Here I was, on the brink of my biggest athletic challenge ever, and actually feeling ready.

Tricia was waiting at the finish line, volunteering as a medic. When I crossed the line in 16 hours, 16 minutes, and 16 seconds, she put the medal around my neck. You bet I cried like a baby.

In for the Distance

I am not going to be a one-hit wonder. I didn’t want to do an Ironman just to say I did it. I want to keep going.

My wife is doing more athletic events, too. She has always run, but like me, has struggled with bad asthma, so she’s building her lung strength. She learned to swim this past year and signed up for a triathlon, too, so we’re officially a swim-bike-run family.

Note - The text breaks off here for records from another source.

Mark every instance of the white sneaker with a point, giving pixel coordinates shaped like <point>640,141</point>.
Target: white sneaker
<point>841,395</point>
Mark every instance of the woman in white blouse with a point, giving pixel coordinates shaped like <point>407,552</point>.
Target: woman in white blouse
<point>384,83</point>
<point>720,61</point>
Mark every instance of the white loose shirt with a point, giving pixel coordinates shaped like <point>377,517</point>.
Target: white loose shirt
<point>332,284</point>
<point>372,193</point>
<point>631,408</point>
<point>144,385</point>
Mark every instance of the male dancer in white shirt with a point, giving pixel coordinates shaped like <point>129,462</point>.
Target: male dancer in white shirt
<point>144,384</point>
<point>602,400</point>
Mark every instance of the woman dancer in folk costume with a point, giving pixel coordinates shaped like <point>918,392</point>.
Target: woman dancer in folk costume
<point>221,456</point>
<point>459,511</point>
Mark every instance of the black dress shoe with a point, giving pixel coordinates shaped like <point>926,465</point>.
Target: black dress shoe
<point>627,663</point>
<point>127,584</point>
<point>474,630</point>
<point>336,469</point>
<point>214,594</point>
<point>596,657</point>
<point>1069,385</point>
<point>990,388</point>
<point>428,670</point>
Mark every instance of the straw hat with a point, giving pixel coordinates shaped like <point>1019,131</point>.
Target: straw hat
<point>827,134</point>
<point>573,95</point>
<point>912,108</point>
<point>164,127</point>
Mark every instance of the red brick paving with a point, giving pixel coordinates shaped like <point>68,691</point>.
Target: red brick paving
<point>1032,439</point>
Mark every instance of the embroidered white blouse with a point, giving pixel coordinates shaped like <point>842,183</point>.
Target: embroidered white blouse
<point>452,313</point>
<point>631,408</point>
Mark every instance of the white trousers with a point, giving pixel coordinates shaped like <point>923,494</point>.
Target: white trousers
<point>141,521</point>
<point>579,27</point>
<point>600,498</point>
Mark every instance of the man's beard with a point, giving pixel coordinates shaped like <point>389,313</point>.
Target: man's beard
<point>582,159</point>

It’s still not always easy for me. There are exercises I hate, but I love the results of my effort: I’ve lost 77 pounds, increased 3 inches around my chest, dropped from a 44-inch to a 36-inch waist, and lowered my blood pressure from 160/116 to 121/68.

Losing all that weight means I don’t get so tired just moving around, and the endorphins from working out make me so much more energetic.

But there’s a larger lesson in this for me: There’s nothing I can’t do if I try. I’m going the distance.

Success Summary

jason and his wife
Jason Johnson, Before

Meet: Jason Johnson, 35, an engineer in Houston, married to Tricia Dunn.

  • Big Achievements: Completing the Ironman in Woodlands, Texas; losing 77 pounds; and managing his lifelong struggle with asthma.
  • Big Inspirations: His physician wife, Tricia, who supported him every step of the way, and his father, who has completed sprint triathlons and been Johnson’s cycling buddy. “If he can do it at 62, I can do it,” Johnson says.
  • What Worked: Getting help with training and nutrition and sticking to a schedule. He discovered his workouts were more productive in the afternoon, so he rose at 4:30 a.m. to go to the office, left by 3:30 p.m. to train, and got to bed by 9 every night.
  • What Didn’t Work: Assuming that time management — or overhauling his lifestyle — would be easy. Training required him to stick to a strict regimen and cut back on social events. Remember, he says, “your friends will still be there after your race to celebrate with you.”
  • Words of Wisdom: “Stay committed to your goals, but don’t get overwhelmed by the big picture. Focus on what you need to do day-to-day, and you’ll get there.”